Huston Smith, the man who helped the world understand other faiths, perhaps more than almost anyone else, died on Dec. 30 at age 97.
I first learned of it when my oldest sister, who lives in Berkeley, Calif., not far from Huston and Kendra Smith, sent me a note saying he had breathed his last about 7:30, the morning of Dec. 1, at his Berkeley home.
I was surprised that it took until Jan. 1 for a news story to show up about the death of this remarkable religion scholar.
Several years ago I was privileged to hear Smith when he spoke at Country Club Christian Church in Kansas City, Mo. Smith, who started his career attending Central Methodist University in Fayette, Mo., was quite elderly and mostly deaf, but he was still articulate and engaging.
What Smith, most famous for his book, The World’s Religions, brought to the discipline of religious studies was both a deep respect for religious traditions other than his own Methodist version of Christianity, and great humility about what can be known in any final way, and what, by contrast, requires faith.
It is an attitude I seek to model in my own latest book, The Value of Doubt.
Smith sought to understand religions by getting inside of them and seeing what makes them tick. He walked a mile or more in Hindu shoes, in Muslim shoes, in Jewish shoes, and on and on.
Sometimes his investigations of spiritual traditions and new spiritual movements led him to some strange places, such as when he sought to understand what Timothy Leary and others were learning about spiritual insights through use of psychedelic drugs.
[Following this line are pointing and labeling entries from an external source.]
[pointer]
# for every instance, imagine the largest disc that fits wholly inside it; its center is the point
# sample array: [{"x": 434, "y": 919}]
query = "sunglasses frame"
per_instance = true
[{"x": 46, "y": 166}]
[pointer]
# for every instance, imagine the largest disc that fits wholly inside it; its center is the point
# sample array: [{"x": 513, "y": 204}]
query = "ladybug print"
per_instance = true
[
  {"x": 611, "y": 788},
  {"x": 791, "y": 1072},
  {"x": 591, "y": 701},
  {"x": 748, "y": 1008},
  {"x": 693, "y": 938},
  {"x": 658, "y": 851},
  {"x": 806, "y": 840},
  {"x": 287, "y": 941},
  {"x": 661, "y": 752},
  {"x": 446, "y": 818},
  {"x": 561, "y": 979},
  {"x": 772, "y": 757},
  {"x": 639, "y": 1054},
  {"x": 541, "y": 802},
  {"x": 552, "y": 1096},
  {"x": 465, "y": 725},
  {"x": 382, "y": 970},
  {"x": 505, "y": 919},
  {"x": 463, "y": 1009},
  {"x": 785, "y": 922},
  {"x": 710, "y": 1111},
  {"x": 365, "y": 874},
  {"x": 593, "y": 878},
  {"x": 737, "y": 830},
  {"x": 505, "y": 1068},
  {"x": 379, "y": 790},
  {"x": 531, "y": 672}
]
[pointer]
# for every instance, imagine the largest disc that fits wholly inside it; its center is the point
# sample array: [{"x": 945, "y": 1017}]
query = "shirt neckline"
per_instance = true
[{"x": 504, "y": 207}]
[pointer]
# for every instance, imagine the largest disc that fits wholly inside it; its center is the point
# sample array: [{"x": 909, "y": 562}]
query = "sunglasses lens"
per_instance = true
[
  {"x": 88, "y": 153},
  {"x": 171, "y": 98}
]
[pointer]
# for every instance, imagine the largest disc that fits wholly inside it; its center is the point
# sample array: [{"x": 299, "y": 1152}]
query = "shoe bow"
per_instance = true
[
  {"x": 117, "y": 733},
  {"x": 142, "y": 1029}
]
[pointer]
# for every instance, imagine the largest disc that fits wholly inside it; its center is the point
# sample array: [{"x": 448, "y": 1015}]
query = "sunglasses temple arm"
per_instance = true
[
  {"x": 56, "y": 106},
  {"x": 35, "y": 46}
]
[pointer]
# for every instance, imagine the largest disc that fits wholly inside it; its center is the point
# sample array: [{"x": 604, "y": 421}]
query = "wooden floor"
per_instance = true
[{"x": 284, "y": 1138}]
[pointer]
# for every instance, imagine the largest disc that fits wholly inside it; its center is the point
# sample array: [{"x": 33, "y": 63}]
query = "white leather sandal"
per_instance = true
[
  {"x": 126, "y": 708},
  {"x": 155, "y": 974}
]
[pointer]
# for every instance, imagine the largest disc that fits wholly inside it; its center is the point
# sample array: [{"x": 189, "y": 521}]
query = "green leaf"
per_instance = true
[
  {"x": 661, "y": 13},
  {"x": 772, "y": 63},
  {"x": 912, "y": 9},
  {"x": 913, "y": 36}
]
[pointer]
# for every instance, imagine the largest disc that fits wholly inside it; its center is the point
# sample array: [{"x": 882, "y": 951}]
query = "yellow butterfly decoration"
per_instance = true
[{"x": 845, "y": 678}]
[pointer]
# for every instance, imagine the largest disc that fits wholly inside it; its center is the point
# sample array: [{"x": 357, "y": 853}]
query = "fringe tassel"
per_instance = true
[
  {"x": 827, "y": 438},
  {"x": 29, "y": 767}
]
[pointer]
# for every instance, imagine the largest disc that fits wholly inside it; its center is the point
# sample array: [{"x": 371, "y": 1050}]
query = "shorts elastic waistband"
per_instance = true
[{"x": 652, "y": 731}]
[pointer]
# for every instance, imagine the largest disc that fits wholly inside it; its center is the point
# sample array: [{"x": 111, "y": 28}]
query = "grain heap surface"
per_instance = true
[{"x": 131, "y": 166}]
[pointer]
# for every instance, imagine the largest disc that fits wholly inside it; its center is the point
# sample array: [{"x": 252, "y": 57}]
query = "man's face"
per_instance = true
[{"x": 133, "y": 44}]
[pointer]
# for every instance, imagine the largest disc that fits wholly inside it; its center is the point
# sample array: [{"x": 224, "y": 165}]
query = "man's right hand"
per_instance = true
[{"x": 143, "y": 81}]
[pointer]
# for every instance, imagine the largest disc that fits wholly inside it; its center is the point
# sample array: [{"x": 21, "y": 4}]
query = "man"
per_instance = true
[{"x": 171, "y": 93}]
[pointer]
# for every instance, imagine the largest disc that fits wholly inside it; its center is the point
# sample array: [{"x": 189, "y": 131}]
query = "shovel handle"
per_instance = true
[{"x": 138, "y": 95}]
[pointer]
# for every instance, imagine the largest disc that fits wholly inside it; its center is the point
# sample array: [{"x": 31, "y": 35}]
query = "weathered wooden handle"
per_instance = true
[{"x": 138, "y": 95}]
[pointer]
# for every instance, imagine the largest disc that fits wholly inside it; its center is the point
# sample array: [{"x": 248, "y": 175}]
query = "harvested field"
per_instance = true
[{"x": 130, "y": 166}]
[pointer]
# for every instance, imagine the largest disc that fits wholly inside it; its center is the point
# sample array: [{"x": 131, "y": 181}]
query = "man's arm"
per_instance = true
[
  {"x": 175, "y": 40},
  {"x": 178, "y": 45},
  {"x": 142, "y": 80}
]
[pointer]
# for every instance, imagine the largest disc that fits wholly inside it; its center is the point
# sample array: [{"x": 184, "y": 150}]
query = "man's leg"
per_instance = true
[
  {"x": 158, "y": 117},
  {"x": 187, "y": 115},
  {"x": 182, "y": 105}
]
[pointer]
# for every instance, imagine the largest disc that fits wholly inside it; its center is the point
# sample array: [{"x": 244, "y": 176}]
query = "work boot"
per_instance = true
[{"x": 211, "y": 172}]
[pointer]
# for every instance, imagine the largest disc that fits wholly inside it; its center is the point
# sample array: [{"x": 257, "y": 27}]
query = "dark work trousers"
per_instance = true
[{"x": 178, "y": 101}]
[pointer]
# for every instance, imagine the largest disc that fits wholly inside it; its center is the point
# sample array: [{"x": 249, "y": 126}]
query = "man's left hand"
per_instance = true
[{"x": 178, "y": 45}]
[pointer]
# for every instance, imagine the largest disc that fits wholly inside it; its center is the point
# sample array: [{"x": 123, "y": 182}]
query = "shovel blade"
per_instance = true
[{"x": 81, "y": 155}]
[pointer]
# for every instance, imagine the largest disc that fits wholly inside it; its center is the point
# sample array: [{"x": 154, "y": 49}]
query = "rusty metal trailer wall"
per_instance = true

But, for Smith, the idea was never to “turn on, tune in, drop out,” as Leary advised, but to learn.
We have entered a time in the politics of the United States when the openness and respect that Smith taught when it came to religious traditions is under severe strain, as the man who will become president in a matter of days is the same man who said he would ban Muslims from entering the U.S.
Perhaps one helpful thing to do might be to send Donald Trump a copy of Smith’s book about world religions, with a plea that he read it with an open heart.
That may seem wildly optimistic, but I’m betting if Smith were still here, and in good physical and mental shape, he might do that very thing himself.